J'attends, creuse et livide

Qu'on lève le drap sur mon néant

Que tu m'arraches enfin du vide,

D'un monde dont tu restes

l'Absent.

26 juin 2009

-Neda-

Neda, le monde t'a vue mourir

Sur un sol gris et froid

Sous une balle en martyre

Dans une rue loin de là.

 

Neda, ton visage sur chaque écran

Ta mort, ta mort, tes yeux béants

Tournés vers l'Hors du Temps,

Ta mort, ta mort, à Téhéran.

 

Et parce que l'on connait ton nom

Neda

Nous pleurons pour toi

Et pour ta vie

Brisée en éclat.

 

Et parce que l'on connaît ton nom

Neda

Nous t'aimons un peu

Et souffrons beaucoup

Pour toutes les vies qui partent avec toi.

 

 

20 juin 2009

A mer

Qu'avons-nous à retenir de notre passage?

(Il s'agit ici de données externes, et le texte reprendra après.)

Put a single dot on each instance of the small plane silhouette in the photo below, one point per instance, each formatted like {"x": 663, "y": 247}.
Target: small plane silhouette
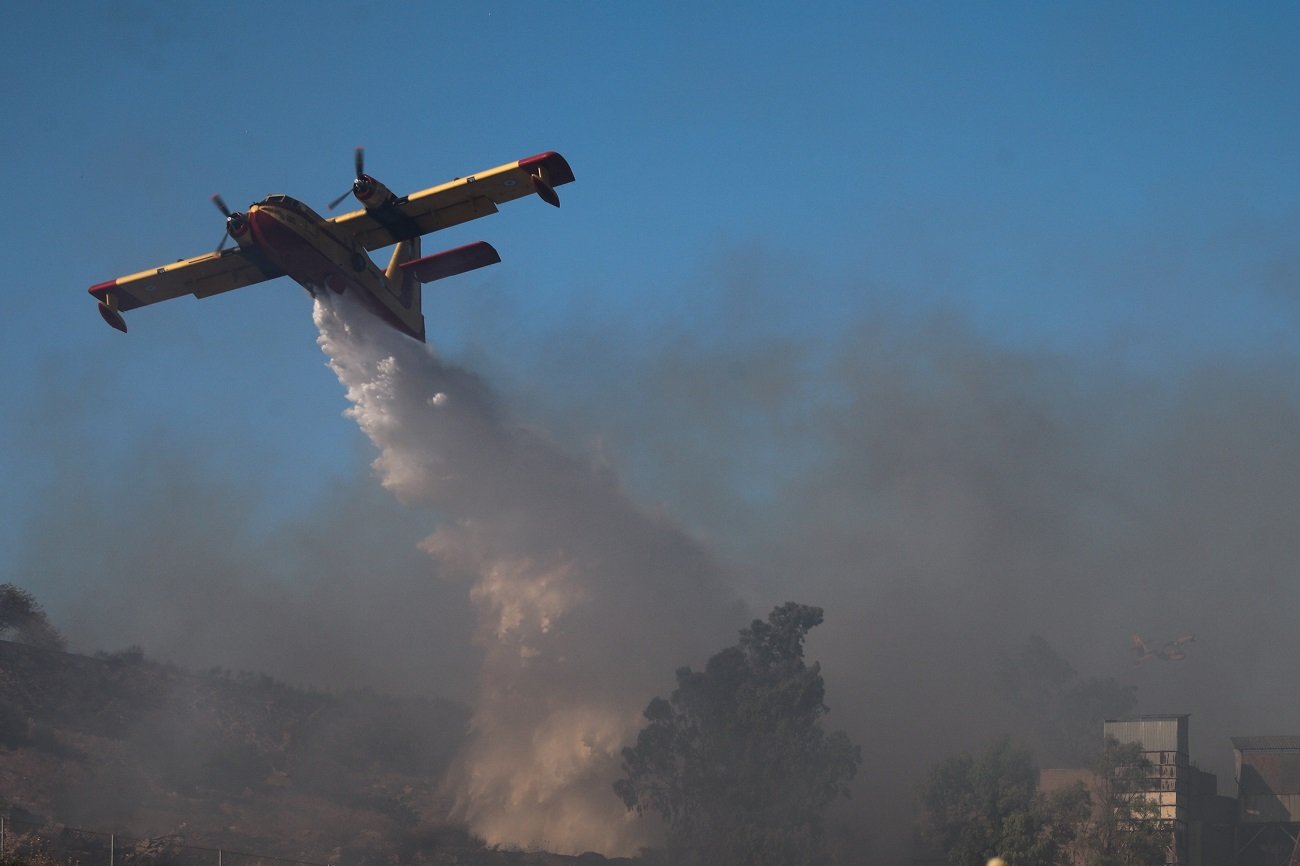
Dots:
{"x": 1170, "y": 652}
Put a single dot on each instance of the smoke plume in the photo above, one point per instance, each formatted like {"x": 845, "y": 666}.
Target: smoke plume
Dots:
{"x": 585, "y": 602}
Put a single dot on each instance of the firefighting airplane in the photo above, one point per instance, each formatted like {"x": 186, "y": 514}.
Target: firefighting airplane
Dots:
{"x": 281, "y": 236}
{"x": 1170, "y": 652}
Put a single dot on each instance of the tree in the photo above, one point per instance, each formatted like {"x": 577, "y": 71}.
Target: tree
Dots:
{"x": 978, "y": 808}
{"x": 22, "y": 619}
{"x": 736, "y": 761}
{"x": 984, "y": 806}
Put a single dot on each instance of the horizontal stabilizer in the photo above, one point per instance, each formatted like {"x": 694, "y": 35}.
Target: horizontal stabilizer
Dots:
{"x": 451, "y": 262}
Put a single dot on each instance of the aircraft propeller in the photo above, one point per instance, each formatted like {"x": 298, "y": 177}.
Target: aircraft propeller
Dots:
{"x": 363, "y": 185}
{"x": 235, "y": 223}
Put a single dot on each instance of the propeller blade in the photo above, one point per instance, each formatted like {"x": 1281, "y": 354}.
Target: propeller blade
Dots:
{"x": 334, "y": 203}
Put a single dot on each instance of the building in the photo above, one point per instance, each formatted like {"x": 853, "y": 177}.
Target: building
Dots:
{"x": 1169, "y": 782}
{"x": 1268, "y": 783}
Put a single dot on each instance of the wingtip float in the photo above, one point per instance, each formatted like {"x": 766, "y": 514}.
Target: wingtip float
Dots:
{"x": 280, "y": 236}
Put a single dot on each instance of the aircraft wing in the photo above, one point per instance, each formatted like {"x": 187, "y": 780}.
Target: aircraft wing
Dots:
{"x": 202, "y": 276}
{"x": 460, "y": 200}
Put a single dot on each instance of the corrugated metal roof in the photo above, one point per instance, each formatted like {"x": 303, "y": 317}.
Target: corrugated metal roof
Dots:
{"x": 1266, "y": 744}
{"x": 1155, "y": 732}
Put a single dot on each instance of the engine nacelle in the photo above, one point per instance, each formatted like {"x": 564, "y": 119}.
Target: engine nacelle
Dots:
{"x": 371, "y": 193}
{"x": 238, "y": 229}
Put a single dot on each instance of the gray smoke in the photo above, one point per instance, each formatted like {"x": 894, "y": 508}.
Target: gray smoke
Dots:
{"x": 585, "y": 602}
{"x": 941, "y": 496}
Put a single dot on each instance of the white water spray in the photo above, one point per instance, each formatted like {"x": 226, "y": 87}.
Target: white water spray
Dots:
{"x": 585, "y": 602}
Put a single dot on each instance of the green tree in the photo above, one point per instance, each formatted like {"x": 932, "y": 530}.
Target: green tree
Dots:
{"x": 22, "y": 619}
{"x": 736, "y": 761}
{"x": 984, "y": 806}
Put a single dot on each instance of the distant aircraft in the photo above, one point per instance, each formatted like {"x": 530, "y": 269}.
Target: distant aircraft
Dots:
{"x": 1170, "y": 652}
{"x": 281, "y": 236}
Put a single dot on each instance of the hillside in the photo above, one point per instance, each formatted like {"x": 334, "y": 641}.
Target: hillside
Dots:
{"x": 118, "y": 743}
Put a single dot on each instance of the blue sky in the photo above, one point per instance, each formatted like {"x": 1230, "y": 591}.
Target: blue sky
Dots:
{"x": 1110, "y": 181}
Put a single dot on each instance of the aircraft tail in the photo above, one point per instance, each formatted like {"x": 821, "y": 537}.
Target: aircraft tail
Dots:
{"x": 406, "y": 286}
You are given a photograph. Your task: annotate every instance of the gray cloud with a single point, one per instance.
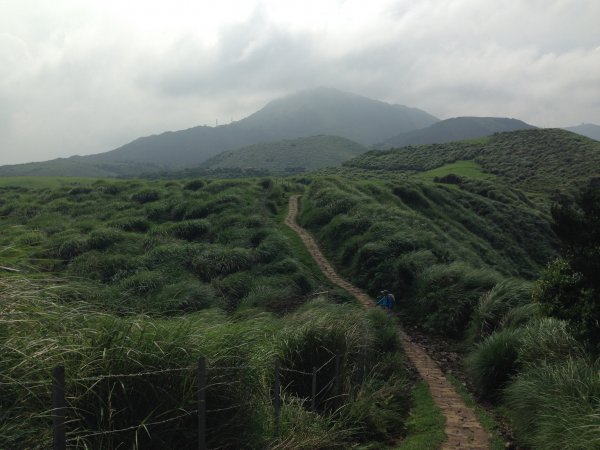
(76, 81)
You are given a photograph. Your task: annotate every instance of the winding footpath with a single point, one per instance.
(463, 431)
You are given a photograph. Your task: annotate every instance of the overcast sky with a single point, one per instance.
(80, 77)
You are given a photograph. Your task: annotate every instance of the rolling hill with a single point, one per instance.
(586, 129)
(455, 129)
(303, 114)
(289, 155)
(537, 160)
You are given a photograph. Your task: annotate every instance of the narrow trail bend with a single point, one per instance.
(463, 430)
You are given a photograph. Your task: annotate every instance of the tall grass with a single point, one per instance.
(39, 331)
(554, 405)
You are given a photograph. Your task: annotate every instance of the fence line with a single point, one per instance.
(59, 411)
(133, 427)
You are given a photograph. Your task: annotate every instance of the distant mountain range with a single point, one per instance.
(545, 160)
(290, 155)
(306, 130)
(586, 129)
(455, 129)
(307, 113)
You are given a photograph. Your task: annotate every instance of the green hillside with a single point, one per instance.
(77, 166)
(321, 111)
(142, 279)
(455, 129)
(537, 161)
(294, 155)
(586, 129)
(130, 277)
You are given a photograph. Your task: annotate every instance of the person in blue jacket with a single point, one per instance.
(386, 300)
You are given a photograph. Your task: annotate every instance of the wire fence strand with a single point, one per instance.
(133, 427)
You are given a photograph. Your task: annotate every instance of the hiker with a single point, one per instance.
(386, 300)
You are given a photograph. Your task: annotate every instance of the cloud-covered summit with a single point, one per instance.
(84, 77)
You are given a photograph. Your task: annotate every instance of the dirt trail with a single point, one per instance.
(463, 431)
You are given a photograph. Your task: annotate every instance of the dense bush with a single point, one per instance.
(146, 196)
(554, 405)
(41, 332)
(494, 306)
(448, 294)
(494, 361)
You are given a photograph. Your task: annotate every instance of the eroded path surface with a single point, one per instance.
(463, 431)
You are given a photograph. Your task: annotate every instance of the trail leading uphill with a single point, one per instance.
(463, 431)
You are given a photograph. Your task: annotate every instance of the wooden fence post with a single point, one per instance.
(336, 381)
(58, 408)
(202, 403)
(277, 397)
(313, 402)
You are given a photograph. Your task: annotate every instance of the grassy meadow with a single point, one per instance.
(113, 278)
(128, 277)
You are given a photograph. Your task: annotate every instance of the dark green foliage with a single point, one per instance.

Si ce n'est la nausée, le mal de mer

Et la peur du naufrage.


 

Car mon navire bringuebale

Mon poisson d'eau de mer

Ma carlingue s'emballe

Et la tasse est amère.

 

 

A mer, sous terre

Qu'en sais-je?

Et que taire?

 

A flot, soufflons

Sourions matelots

De nos jurons.

 

Qu'avons nous à retenir de cette vie?

Si ce n'est la vague,

Fatale et flétrie

Qui t'emporte au large.

 

Car mon voyage s'entâche

De mille absences

Et je n'ai plus de bagage

Et je n'ai plus

d'Espérance.

 

A mer, a genoux

Les hommes-clou

Tapés sur le chef

Comme des crevettes sèches

 

A terre, attéré par l'hiver

Asséché par la pluie

 

Nous qui étions hier

A l'aube de nos vies

...

17 juin 2009

Extrait

Voici un extrait d'un truc que je suis en train d'écrire (ce qui explique mon absence, en plus des examens!). Dites moi ce que vous en pensez, ça me fera plaisir!! à bientôt!    =nini=

 

 

Personne. La vieille n'est pas là.

La radio bredouille du Brel.

Ces gens là.

 

Un homme est penché sur le bar. Vieux, crasseux, ivrogne. Il y en a un dans chaque ginguette de chaque plage.

 

Derrière moi, la mer n'a de cesse de chanter son éclat. Elle se mire dans le soleil qui la reflète en une myriade de petits astres. Elle berce Brel et Brel aboie.

 

« Bonjour. »

 

Ce n'est pas la vieille. C'est une fille. Rousse, à moitié jeune, triste. Elle est derrière le comptoir, si minuscule que je ne la vois presque pas. Puis elle vient devant moi.

 

Elle n'est pas si petite.

 

Elle attend quelque chose de moi. Qu'attend-on d'un jeune homme dans une guinguette...

 

« Une bière. »

 

Je n'ai trouvé que ça.

Je n'aime pas la bière. C'est amer.

 

Elle retourne au comptoir et ouvre le frigo sans dire un mot. Elle le contemple pendant d'entières minutes. Je pense qu'elle a oublié ce qu'elle voulait. Elle me fixe, et fronce ses sourcils couleur cuir.

 

Puis saisit la bière dans un battement d'aile.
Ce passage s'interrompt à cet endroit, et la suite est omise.